On retrouve tout ce qui a fait le joli succès de Petit Biscuit à travers ce premier opus qui ravira aussi bien sa fan-base qu’au mordu de la future bass à la française. Les influences de Thylacine et de Fakear sont toujours aussi présents à travers des morceaux oniriques et chill à l’image de « Follow Me », « Break Up » ainsi que « Oceans » où les samples vocaux pitchés et les beats implacables sont au rendez-vous. Pour nous prouver de ses multiples talents, il n’hésite pas à prendre le micro en nous chantant ses expériences d’adolescent à travers sa voix grave et à l’accent british bien prononcé sur quelques titres comme « On The Road » et « Forever Being ».

On retrouve également une ribambelle d’invités qui vient lui prêter main forte comme Lido sur « Problems », Møme et le groupe Isaac Delusion sur le très pop « Gravitation » sans oublier Bipolar Sunshine et Cautious Clay sur « Wake Up ». Mais on retiendra plus les sympathiques « Creation Comes Alive » conviant une certaine Sonia et « Waterfall » avec Panama qui fait toujours un malheur.
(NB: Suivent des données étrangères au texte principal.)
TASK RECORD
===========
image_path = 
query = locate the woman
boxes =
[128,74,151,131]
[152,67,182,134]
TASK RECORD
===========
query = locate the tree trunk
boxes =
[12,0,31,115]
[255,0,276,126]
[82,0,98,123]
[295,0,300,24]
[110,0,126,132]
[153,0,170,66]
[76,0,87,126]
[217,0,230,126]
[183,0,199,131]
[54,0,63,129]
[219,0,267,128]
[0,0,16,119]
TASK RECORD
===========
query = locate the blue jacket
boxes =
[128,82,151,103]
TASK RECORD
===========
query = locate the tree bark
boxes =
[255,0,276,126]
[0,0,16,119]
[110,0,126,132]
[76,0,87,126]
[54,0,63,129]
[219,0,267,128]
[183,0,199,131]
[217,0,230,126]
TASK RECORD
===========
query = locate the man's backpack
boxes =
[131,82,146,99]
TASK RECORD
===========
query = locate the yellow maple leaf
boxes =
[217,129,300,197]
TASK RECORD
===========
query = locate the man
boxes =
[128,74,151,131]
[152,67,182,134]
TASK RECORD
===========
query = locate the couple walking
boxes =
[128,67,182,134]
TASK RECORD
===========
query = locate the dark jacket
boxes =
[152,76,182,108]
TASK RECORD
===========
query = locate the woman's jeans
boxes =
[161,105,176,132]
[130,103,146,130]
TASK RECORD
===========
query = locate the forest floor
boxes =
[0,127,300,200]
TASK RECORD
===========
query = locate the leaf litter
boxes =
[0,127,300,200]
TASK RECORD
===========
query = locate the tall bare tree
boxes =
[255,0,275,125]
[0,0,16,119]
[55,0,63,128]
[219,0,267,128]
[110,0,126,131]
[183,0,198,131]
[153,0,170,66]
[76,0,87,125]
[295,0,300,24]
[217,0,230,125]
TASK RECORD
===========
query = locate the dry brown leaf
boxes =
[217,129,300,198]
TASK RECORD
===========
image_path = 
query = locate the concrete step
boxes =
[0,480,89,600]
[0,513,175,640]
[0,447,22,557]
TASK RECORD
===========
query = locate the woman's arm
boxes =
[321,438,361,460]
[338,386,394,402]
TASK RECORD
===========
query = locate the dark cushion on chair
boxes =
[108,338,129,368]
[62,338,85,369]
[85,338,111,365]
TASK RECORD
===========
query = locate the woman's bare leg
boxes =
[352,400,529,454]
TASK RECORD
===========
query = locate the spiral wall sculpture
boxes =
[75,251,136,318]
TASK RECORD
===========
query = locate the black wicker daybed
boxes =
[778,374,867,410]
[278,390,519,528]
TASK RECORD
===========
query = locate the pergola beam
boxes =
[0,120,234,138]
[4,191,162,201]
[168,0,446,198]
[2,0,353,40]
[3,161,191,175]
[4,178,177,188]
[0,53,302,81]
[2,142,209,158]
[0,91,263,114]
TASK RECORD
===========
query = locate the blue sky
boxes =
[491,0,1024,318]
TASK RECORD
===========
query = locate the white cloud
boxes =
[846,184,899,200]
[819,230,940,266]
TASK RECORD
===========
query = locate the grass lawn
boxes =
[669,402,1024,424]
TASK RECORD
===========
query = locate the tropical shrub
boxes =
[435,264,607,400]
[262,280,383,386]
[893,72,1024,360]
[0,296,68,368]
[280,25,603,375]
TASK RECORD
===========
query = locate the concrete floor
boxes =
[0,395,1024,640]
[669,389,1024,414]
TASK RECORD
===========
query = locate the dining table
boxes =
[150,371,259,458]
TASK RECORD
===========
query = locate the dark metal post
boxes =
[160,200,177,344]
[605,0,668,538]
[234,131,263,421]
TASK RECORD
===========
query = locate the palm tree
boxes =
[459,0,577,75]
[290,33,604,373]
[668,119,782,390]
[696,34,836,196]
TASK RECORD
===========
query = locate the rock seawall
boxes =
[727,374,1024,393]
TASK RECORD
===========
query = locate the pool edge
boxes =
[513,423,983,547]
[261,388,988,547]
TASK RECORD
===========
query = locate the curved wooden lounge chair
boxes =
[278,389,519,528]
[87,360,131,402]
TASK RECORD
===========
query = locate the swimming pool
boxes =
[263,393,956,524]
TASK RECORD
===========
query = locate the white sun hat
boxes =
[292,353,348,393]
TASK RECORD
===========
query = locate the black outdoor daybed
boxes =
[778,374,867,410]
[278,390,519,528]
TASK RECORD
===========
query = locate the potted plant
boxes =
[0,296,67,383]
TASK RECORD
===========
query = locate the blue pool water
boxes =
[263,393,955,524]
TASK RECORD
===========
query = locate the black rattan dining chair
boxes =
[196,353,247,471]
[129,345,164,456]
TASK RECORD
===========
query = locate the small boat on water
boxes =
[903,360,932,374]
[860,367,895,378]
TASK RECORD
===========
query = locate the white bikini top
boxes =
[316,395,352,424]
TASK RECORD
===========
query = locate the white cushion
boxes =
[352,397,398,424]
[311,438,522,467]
Sur ce premier album, Petit Biscuit a su traduire son état d’esprit par rapport à son ascension où l’on ressent les moments exceptionnels qu’il a pu vivre ces deux dernières années. Le futur de la french touch 2.0 est bien assuré.

Note: 7.5/10

 

Filastine & Nova – Drapetomania

A ma gauche, j’ai Grey Filastine alias Filastine, un producteur, compositeur et réalisateur américain et à ma droite, j’ai Nova Ruth, une chanteuse neo-soul indonésienne. Et à eux, ils forment tout simplement le duo Filastine & Nova, basé à Barcelone. Et les voilà de retour avec un quatrième opus bien explosif nommé Drapetomania.

Mélangeant neo-soul avec des élans électroniques bien expérimentales, le duo sait comment combler son auditeur à travers des tueries audacieuses et inspirées comme « Miner », « Perbatasan » sans oublier « Fenomena » et « Senescene ». Le chant hypnotique et mystique de Nova Ruth se mêle parfaitement aux multiples influences qu’ingèrent Grey Filastine teintés de bass music du futur, le tout avec un soupçon exotique allant des sonorités du Moyen-Orient jusqu’en Asie.

Les instrus de Filastine ne sont pas à rougir non plus tant elles sont excitantes, notamment « Blockchainz » orienté footwork et les accents trap du sombre et psychédélique « Cleaner ». Avec des morceaux qui touchent directement l’auditeur comme « Glass Seagulls », le puissant « Matamata » ou encore la thérapeutique et chargée d’espoir « Night_X », Filastine & Nova balancent une missive contre la xénophobie et un appel au métissage et à l’ouverture du monde comme l’affirme Drapetomania aussi bien musicalement que textuellement.